Reutlingen / ANGELA STEIDLE  Uhr
Sie haben sich selbst überholt: "Kamino", das neue Reutlinger Programmkino, kommt schneller als gedacht. Bereits am Mittwoch, 18. Dezember, ab 20 Uhr, steigt im "Kali" die Gründungs- und Generalversammlung.

Vor ein paar Wochen standen Klaus Kupke, Karin Zäh, Gabriele Janz, Andreas Kissel und Andreas Vogt von "Kamino", der privaten Initiative für ein genossenschaftliches Programmkino in Reutlingen, noch im "Kali" auf der Bühne und warben mit überdimensionalen Abriss-Karten für ihr Projekt: "Es wird unwiderstehlich sein."

Jetzt sind - Monate früher als geplant - die Einladungen zur Gründungsversammlung an die bereits registrierten künftigen Mitglieder und Förderer verschickt worden. Am kommenden Mittwoch, 18. Dezember, 20 Uhr, wird im ehemaligen Reutlinger Kino "Kali" in der Katharinenstraße die "Genossenschaft Programmkino Reutlingen eG" offiziell gegründet.

Bis dahin und auch an diesem Abend können weitere Anteile gezeichnet werden. Und es gibt jede Menge Infos zu Zielen, Satzung und Inhalt der gemeinnützigen Genossenschaft. Bei der ersten Generalversammlung werden der Aufsichtsrat wird gewählt und der Vorstand benannt. "Kamino" ist bereits schlank im Web unterwegs, unter www.programmkino-reutlingen.de.

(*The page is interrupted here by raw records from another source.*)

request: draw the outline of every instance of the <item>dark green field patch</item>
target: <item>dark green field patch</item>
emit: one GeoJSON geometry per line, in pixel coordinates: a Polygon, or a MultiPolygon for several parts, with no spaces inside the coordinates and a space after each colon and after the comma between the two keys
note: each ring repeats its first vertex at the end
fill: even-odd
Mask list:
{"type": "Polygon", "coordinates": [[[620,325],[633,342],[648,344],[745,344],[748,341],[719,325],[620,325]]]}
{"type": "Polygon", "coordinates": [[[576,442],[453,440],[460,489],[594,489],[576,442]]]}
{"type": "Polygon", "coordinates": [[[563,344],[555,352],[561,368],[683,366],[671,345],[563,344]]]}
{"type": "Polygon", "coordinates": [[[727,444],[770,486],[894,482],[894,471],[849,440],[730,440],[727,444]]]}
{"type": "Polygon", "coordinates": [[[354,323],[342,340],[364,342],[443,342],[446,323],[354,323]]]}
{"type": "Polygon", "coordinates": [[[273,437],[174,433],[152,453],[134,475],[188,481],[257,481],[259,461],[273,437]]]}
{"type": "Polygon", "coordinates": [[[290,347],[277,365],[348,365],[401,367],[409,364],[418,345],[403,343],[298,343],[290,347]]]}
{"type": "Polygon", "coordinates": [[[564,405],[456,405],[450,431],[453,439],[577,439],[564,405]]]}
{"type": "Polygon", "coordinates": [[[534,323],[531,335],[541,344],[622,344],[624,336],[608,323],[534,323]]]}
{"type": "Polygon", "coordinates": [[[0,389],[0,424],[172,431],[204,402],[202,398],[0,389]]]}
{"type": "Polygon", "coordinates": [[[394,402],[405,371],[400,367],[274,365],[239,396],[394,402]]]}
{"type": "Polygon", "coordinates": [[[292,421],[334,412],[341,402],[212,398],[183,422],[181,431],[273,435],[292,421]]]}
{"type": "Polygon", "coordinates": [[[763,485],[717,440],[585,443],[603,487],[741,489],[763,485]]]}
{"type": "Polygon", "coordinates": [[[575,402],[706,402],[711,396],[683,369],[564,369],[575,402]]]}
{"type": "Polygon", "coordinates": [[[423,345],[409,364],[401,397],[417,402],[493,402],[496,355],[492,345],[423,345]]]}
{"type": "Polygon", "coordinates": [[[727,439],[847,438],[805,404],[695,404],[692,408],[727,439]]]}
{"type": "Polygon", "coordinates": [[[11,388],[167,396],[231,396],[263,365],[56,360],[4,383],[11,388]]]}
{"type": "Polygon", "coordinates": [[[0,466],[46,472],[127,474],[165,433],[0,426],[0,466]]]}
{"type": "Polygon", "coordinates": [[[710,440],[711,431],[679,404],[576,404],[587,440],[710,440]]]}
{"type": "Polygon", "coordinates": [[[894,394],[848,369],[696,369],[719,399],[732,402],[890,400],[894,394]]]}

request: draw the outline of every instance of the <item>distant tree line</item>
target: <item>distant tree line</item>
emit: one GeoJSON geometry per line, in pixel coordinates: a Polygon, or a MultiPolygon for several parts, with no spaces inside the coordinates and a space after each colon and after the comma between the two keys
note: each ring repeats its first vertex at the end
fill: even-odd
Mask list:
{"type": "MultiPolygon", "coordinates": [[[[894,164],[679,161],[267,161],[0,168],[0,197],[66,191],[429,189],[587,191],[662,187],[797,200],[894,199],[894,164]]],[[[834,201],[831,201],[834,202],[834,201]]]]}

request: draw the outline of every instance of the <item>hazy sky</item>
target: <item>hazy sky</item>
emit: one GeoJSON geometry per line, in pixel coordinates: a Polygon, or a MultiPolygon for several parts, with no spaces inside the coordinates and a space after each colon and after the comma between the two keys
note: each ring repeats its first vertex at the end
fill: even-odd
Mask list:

Für Kinofans, die die gemeinnützige Genossenschaft gerne mit gründen wollen, aber am Mittwoch partout keine Zeit haben, gibt es eine Vollmachtserklärung unter info@programmkino-reutlingen.de. Auch Satzung, Tagesordnung und Beteiligungserklärung können unter dieser Mail angefordert werden.

Und die Initiatoren bedanken sich für die überwältigende Resonanz: "Liebe Kinofreunde und -freundinnen, Ihre Reaktionen auf unsere erste Info-Veranstaltung waren hervorragend. So verwalten wir bis zum heutigen Tag bereits 296 Beteiligungserklärungen, gezeichnet von 238 Kinofreunden. Für uns ist das eine sehr schöne Bestätigung unserer Vorarbeit aber auch eine Verpflichtung, zügig weiter zu machen." Will heißen: Sobald die Gründungsformalitäten erledigt sind, wird noch Ende Januar der Antrag an die Filmförder-Anstalt (FFA) gestellt - und nicht wie vorgesehen erst im Herbst 2014.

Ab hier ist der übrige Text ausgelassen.